ESCAPE FROM HUANG SHI: An Old Man's Tale
ESCAPE FROM HUANG SHI (adventure)
Cast: Jonathan Rhys Meyers, Radha Mitchell, Chow Yun-Fat and Michelle Yeoh
Director: Roger Spottiswoode
Time: 118 mins
Rating: * * 1/2 (out of 4)
WHAT'S THE BIG DEAL? This movie is titled "Children Of Huang Shi" for international release but it was changed here (and in Singapore) to give it more commercial appeal, rather than having it sould like a family movie. Its main attractions are of course Chow Yun-Fat and our own Michelle Yeoh who plays a 'war entreprenuer' and drug-dealer.
WHAT'S IT ABOUT? Inspired by real events, this is the story of a British reporter George Hogg (Jonathan Rhys Meyers of "Bend It Like Beckham") who was in China during the Japanese invasion of in 1937. He rescues 60 war orphans by leading them on a perilous thousand-mile journey across the snow-bound Liu Pan Shan mountains to a village near the end of China's Great Wall with the help of a local leader of a partisan group (Chow), an aristocrat-turned drug dealer (Yeoh) and an Aussie nurse (Radha Mitchell) he falls in love with.
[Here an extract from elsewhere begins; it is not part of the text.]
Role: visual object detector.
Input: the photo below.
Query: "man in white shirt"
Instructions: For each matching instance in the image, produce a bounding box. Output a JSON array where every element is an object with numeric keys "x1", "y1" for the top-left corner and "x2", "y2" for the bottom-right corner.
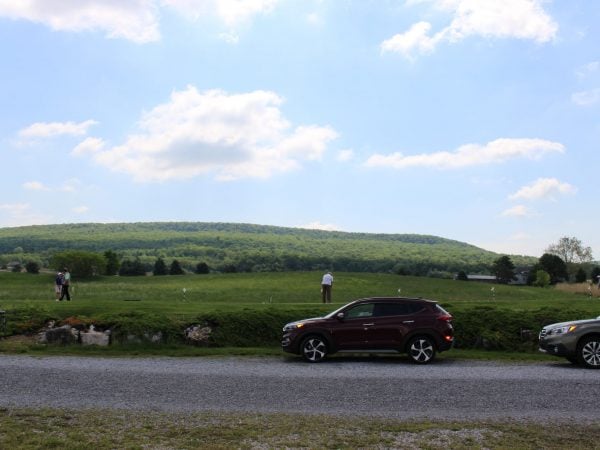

HITS & MISSES: For actions fans, the first half-hour is captivating, with scenes of atrocities and mass murders committed in Nanjing by the Japanese. Things soon settle down when protagonist George meets the orphans holed up in a deserted village and is persuaded by Lee Pearson (Mitchell as the 'Aussie knight' on a horse) to help run the orphanage and even conduct English lessons. We get to learn more about do-gooder Lee later on.
However, the same cannot be said about Chow's and Michelle Lee's characters. It is a mystery why Chow's communist agent Chen Han-sheng is roaming around Lanzhou, when all the fighting was in central and eastern China. Why is he spending so much time with the kids? Yeoh's Mrs Wang is even more of an enigma. Imagine a 'war trader' like her playing 'philanthropist' to a bunch of orphans when there are thousands dying in the midst. There are other disturbing questions too, like, where did George get fuel to run the power-generator for the orphanage? Why would the authorities of a war-torn town give away four trucks and scarce fuel to help the kids' journey? Were these documented, or just poetic licence on the part of Spottiswoode? Yes, "Escape From Huang Shi" has that exaggerated 'glossed-over' sheen that makes it more of an old man's tale than a real gritty adventure.
THE LOWDOWN: For those in need of a feel-good tale from a brutal, nightmarish war.